The strain AcRS1, which was isolated for the enrichment culture used to describe the species in 1986, was taken from Rio di San Giacomo in Venice, Italy.

Desulfobacter hydrogenophilus is most commonly found in anoxic brackish or marine sediments, but has also been found in anoxic freshwater sediments and in activated sludge.
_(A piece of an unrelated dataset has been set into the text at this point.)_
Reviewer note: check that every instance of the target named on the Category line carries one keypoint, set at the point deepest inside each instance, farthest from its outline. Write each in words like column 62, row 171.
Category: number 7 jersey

Desulfobacter hydrogenophilus is ecologically unique in that it has a wide temperature and pH range. Unlike any other species in its genus, D. hydrogenophilus is psychrophilic, or capable of growth and reproduction at cold temperatures. Slow growth on acetate with a doubling time of 5 weeks still occurred at 0 °C in an ice water bath. Its optimum growth temperature is 29–32 C, but growth occurs at temperatures of 0–35 C. Optimum pH is 6.6–7.0, but growth occurs at pH values of 5.5–7.6.

==Genome==
Guanine and cytosine were found to make up 44.6% of D. hydrogenophilus DNA sequences.

==Biomarkers==
The fatty acid methyl esters (FAME) detected in D. hydrogenophilus consist of a wide variety of structures, including normal, branched and unsaturated FAME 14 to 19 carbon atoms long, with a greater variety of FAME when grown with acetate. Cis-9,10-methylenehexadecanoic acid and 10-methylhexadecanoic acid have been considered biomarkers for D. hydrogenophilus. However, the relative amount of these fatty acids decreases substantially at cold temperatures. This has led to the concern about their reliability as biomarkers in cold environments, and has prompted further research in this area.

The δ^{13}C values of individual fatty acids can be useful for interpreting carbon utilization by D. hydrogenophilus in natural environments. Fatty acid δ^{13}C values were more depleted relative to biomass under heterotrophic (−13.3‰) than under autotrophic (−11.8‰) growth conditions.